Hello friends. I'm recording this exactly one week prior to the beginning of the first Assembly of the Plenary Council that is being held in Australia, in our local Church. As you know, the planning for the Plenary Council has been going on for a number of years now. Most recently, two years of our listening and dialogue, especially with all of our local communities throughout Melbourne and throughout Australia of course, which led to the development of a working document (Instrumentum Laboris) for picking up the themes and the agenda that was revealed in all those listening and dialogue sessions. And so we now come to the point where the members of the Plenary Council will gather for the first time in the first Assembly, starting next Sunday. And so, the Assembly will go for the whole week and it will involve… sadly it will be on Zoom, not the ideal way but nonetheless, the Holy Spirit can work in all sorts of environments and it's not confined by time and place and so on...

And so I just wanted to remind us that this point is arriving. And to just ask for your prayer that you might pray that the Holy Spirit may come into the hearts and minds of the members of the Plenary Council, over 300 who are the members, and that in your prayer the Spirit of the Lord may come to the Members … a prayer that also opens us, who are Members, to freely receive what the Lord wishes for our Church at this time in our history. So, your prayers would be most gratefully received. And in offering those prayers may it also be something of an opening of yourself to the movement of the Spirit in your life and in your family.

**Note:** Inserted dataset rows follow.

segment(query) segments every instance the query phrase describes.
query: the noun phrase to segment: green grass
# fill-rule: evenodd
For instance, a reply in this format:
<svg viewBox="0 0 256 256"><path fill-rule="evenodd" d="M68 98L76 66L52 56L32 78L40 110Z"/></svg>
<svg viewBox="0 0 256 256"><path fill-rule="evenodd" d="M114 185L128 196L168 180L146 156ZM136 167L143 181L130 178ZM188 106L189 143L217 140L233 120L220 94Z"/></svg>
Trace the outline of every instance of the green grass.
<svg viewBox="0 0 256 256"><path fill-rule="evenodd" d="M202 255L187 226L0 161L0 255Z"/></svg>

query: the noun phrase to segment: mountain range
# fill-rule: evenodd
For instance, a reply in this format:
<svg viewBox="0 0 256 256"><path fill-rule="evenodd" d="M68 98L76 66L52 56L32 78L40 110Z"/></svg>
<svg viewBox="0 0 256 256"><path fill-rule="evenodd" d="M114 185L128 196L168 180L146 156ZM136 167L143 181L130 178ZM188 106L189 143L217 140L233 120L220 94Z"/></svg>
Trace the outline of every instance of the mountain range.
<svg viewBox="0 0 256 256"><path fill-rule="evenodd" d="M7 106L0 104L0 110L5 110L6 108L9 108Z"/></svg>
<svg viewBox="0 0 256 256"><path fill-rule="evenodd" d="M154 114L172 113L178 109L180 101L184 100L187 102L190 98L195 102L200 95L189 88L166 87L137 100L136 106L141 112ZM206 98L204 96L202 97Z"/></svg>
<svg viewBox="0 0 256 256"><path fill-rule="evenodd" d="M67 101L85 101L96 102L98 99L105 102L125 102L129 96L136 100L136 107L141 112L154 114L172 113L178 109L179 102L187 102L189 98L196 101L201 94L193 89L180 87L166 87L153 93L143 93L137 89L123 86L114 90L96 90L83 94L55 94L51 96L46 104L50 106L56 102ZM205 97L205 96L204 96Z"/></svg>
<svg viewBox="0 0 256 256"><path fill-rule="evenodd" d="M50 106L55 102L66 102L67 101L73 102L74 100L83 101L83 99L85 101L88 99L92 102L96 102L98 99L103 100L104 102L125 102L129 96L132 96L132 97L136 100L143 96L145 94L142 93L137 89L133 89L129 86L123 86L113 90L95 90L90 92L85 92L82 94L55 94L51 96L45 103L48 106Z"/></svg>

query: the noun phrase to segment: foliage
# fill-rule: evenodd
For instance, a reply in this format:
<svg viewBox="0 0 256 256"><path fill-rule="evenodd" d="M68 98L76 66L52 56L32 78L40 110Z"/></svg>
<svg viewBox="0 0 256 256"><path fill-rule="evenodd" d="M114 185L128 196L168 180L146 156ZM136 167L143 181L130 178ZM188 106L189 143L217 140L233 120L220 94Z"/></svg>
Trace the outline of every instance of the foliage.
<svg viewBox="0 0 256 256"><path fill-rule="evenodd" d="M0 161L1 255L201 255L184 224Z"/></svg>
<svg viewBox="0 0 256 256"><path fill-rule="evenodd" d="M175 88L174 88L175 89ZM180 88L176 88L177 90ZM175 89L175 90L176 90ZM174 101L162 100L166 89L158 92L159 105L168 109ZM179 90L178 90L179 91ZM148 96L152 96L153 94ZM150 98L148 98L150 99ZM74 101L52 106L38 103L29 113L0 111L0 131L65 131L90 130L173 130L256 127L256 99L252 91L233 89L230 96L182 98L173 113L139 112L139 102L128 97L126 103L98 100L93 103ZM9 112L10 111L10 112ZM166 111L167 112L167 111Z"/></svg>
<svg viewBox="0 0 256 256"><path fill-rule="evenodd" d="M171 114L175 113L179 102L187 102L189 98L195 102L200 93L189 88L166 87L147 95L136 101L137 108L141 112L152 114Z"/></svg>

Also I would like today to just acknowledge the ongoing struggle that each of us here in Melbourne are going through at this time; the distressing nature of our grappling with the pandemic is revealed sadly in the protests that have emerged in our city over recent days. It is quite understandable that people are distressed and wishing to find ways in which to give expression to that. But let us also do so in ways that are looking towards the good of one another—always to look to the good of one another. In the end, Jesus Christ gave himself for the good of everyone else, for the entirety of the world. And may that be also therefore a model which we might also act and look to deal with the problem, the difficulties and struggles that we have, but also in ways that are leading towards the freedom and the good and the protection of our neighbours, our family, and so on.

I am working with some of the other church leaders here in the city, to ensure that in due course our churches may be open not only for the vaccinated, but also for those who cannot be vaccinated or, for whatever reason, have chosen that now is not the time for them to be vaccinated. And in trying to do this, we are working with the Government and with the health authorities to enable our churches, and for other people of faith – mosques, synagogues, temples and so on. That all those of faith might be able to practice their faith, and that they might also be able to do so with the whole of their community and not separated out into different parts. That will take a few steps to get to but we will continue to work with Government and with health authorities to bring that about. May we all come together in due course, as we make our roadmap out of this pandemic.

My prayers go with you... I ask for your prayers for me, and especially your prayers for those participating in the first session of the Plenary Council.